Her husband backed her with a recollection of English novelist
Graham Greene, who wrote 25 novels without ever giving much thought to the exact
arrangement of the letters. “That’s what editors are for,” he said at a talk in
Cape Town. Greene is not the only well-known scribe who paid scant heed to which
letters should symbolise what sounds. He is joined by F. Scott Fitzgerald,
William Shakespeare and Samuel Clemens, aka Mark Twain. Fitzgerald was
well-known for spelling words as they sounded, while olde Bill wrote his surname
as “Shakspere”, although his tomb has it as “Shakspeare”.
Clemens would have approved, for he famously said: “Anyone who can
only think of one way to spell a word obviously lacks imagination”.
The fact is the rules of spelling are not cast in stone, or even
wet cement. They are rather like carefully tied flies cast over the ever-moving
eddies and swirls of a pool, in the dark depths of which meaning swims about
like fat, lazy trout.
Especially English spelling is but a snapshot of what a society
agrees the sounds should look like at any given time.
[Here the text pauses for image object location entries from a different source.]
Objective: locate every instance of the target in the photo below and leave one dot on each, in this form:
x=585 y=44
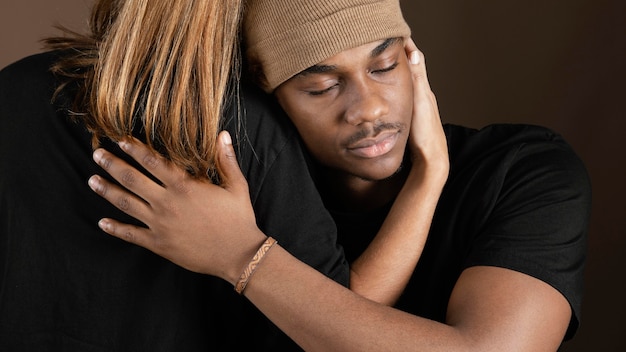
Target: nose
x=367 y=104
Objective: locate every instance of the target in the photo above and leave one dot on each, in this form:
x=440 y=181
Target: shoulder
x=527 y=149
x=34 y=69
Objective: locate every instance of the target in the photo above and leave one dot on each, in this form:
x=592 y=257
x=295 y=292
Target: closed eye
x=321 y=92
x=386 y=69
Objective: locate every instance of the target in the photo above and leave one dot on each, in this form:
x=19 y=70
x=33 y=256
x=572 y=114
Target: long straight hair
x=162 y=65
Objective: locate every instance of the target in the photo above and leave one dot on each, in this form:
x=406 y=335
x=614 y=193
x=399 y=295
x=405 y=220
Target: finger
x=120 y=198
x=129 y=233
x=129 y=177
x=157 y=165
x=409 y=46
x=227 y=165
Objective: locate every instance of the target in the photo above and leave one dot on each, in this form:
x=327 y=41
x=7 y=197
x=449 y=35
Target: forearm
x=321 y=315
x=385 y=267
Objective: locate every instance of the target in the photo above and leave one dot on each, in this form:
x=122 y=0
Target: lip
x=376 y=146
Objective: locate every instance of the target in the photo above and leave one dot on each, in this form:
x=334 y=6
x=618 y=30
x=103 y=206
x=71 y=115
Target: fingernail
x=104 y=224
x=124 y=145
x=226 y=138
x=94 y=183
x=415 y=57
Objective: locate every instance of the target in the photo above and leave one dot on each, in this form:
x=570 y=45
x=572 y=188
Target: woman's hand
x=200 y=226
x=427 y=141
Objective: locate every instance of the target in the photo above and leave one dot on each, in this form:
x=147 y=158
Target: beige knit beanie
x=285 y=37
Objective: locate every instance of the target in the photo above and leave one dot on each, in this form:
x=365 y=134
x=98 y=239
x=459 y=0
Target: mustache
x=373 y=131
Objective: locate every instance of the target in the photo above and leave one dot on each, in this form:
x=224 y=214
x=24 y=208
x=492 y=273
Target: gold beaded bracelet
x=251 y=267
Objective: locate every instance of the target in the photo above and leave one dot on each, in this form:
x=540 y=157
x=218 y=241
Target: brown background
x=559 y=63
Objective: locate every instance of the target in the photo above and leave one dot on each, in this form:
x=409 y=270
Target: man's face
x=354 y=109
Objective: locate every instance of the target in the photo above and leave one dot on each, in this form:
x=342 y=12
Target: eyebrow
x=320 y=69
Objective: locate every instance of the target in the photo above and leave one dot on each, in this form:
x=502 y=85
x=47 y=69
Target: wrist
x=241 y=257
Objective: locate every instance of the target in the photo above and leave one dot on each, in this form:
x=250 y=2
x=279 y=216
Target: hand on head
x=427 y=140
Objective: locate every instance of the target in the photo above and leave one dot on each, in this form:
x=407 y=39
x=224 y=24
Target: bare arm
x=491 y=309
x=383 y=270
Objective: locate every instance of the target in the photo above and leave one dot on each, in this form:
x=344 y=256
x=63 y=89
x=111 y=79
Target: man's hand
x=427 y=141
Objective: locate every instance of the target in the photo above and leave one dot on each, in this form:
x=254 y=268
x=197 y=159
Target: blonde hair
x=165 y=63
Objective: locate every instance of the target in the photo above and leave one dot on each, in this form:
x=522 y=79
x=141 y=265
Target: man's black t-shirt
x=67 y=286
x=517 y=197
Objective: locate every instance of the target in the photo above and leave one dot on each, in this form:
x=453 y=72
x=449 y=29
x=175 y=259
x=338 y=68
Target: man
x=66 y=286
x=502 y=268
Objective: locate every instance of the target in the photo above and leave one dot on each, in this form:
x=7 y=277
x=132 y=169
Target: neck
x=352 y=193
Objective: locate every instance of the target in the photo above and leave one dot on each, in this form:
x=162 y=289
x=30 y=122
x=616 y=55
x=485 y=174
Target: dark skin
x=490 y=309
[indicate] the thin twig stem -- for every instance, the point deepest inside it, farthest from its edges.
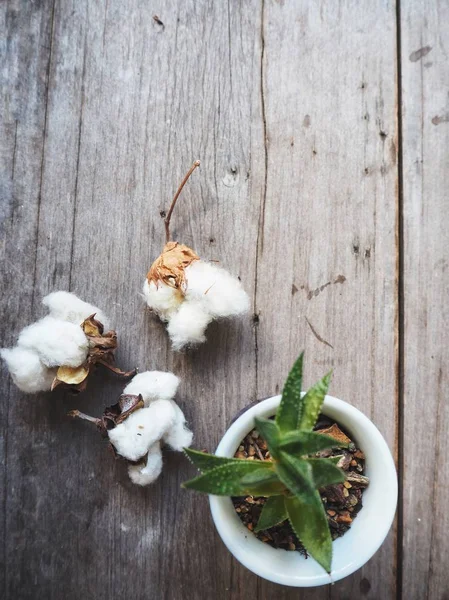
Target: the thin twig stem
(78, 414)
(172, 206)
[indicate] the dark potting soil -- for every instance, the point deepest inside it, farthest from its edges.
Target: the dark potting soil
(342, 501)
And there is a lot of
overlap, as G. Bernard Shaw (he hated to be called George) pointed out when he
said “fish” can be spelled as “ghoti”, starting with the soft “gh” as in
“tough”, the middle “o” as in ‘women’ and the final “ti” as in “nation”.
So English spelling morphs constantly as this marvellous language
swallows whole cultures. To keep up, we have to learn not the craft of spelling,
but the twin crafts of encoding and decoding symbols with their associated
sounds.
The gud nwz is our brains r constantly doing this, wdr v listen to
kwaito stars like SPHEctacula, or wonder why the kids say they are :-(.
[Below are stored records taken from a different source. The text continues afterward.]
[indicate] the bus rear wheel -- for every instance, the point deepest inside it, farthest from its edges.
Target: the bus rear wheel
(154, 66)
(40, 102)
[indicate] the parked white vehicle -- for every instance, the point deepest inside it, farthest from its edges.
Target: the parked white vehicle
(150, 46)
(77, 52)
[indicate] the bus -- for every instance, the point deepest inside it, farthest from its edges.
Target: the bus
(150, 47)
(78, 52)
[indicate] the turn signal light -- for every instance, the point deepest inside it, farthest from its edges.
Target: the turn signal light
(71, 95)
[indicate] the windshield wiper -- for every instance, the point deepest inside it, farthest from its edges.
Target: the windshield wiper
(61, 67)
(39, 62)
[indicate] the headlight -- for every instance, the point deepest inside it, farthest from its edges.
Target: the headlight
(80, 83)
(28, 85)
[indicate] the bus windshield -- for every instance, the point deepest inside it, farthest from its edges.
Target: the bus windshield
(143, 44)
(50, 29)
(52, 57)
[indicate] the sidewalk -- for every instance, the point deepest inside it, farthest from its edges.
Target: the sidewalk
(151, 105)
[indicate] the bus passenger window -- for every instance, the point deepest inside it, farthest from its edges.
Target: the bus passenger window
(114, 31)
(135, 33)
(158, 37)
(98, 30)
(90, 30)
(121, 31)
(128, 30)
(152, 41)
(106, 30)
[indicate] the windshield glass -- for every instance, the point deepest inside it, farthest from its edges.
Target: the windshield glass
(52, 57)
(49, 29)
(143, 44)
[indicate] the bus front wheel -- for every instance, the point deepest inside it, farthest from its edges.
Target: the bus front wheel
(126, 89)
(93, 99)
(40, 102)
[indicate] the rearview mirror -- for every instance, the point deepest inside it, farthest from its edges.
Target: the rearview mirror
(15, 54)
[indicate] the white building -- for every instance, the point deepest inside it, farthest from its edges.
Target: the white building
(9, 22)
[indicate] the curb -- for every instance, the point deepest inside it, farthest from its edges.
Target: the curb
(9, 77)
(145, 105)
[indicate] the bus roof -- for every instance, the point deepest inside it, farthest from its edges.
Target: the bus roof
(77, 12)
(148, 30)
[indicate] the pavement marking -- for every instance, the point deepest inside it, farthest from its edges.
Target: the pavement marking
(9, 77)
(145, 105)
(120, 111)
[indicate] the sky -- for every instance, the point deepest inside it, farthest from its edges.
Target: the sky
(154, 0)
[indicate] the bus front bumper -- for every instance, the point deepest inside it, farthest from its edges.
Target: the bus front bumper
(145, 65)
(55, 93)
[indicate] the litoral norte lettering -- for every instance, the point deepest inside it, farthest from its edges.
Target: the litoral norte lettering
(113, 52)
The challenge is to keep up with the times, as was best said by the
father of English literature, Geoffrey Chaucer, who wrote: “The lyf so short,
the craft so long to lerne”.
And the modern communication demands created by thumb-typed
WhatsApps with predictive text make spelling changes happen even faster.
My solution is to stop any further literary obeisancies to old
spelling guidelines like “i before e except after c”, as this mnemonic is
neither sufficient nor scientific and is supported only by a weird species who
fear foreign words — as each of the words containing an “i” after an “e” before
the “c” in this sentence shows.
English spelling has always been a mess since it began life as a
pidgen Germanic language before spelling Nazis tried to force it into a Latin
toga.
Many Witness readers
will recall an e-mail that is still doing the rounds, which calls for English to
be Germanified. While that e-mail is funny for all native English speakers, it
makes a lot of sense to everyone who came to English spelling from another
mother tongue. It really would save the world a lot of bother if we could all
agree to write words like they sound. This makes even more sense in South
Africa, where our 11 languages and many more local accents turn the watery soup
that is the Queen’s language into a thick broth.
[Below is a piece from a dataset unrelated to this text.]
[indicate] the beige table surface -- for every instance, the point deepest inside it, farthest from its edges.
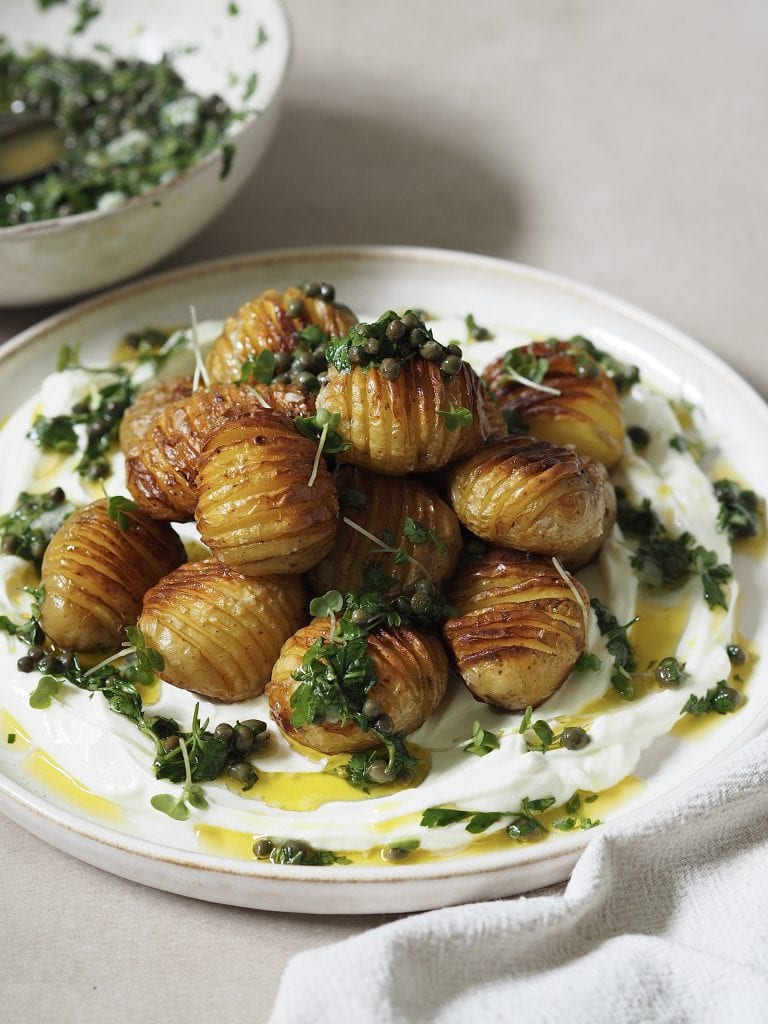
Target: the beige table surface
(624, 143)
The instant connections of social media now enable us to put this
broth in the same package wherever there is a Wi-Fi signal, in order to create a
phonetical English in a time frame that Chaucer and Shaw could only dream of.
I propose that we call ours “Sevrikan Enklis” and use as base the
flytaal spoken on Egoli’s streets.
Of course, we cannot introduce Sefrikan overnight, but I moot a
small weekly change in our texting habits will have the nation write as one
within a month.
In the first week, we kill the letter “c”, which often as not
cannot decide whether it should be a “k” or an “s” and we just use a “v” for all
fricative sounds, instead of “w” “f” or “v”.
Thus cadres vil drink Blue Label visky.
The sekond veek sees us dropping all silent letters as vell as all
those “ees” just hanging around at the end of words.
No mor teradactyls drinking Blu Labl viski over ilands!
The third veek sees us vriting “th”, “ch” and “gh” as they are
said.
“This” bekoms “dis”, “thought” becomes “fot” and “change” is
written as “tjange”.
And what about “tsk, tsk” you ask? Check our coat of arms. It is
obviously “!x, !x”. (Like… duh!)
Da forf veek we rite all vouls as dey sound, perhaps adding a litl
stryp to aid our ee-nan-shi-hy-sjon.
As a vinal vlorish, nambrz kan replys sounds. Dis vil myk oll vurds
vhiv voulz dat mats izijer 2 spel kurrektli, vhits vil be gr8t 4 all.
Just vink — iv ve oll myk diz our nu jur’s re-solu-sjon, ve will b
rytin and spikin pjur Sevrikan Inklis by da end ov Janu-ari!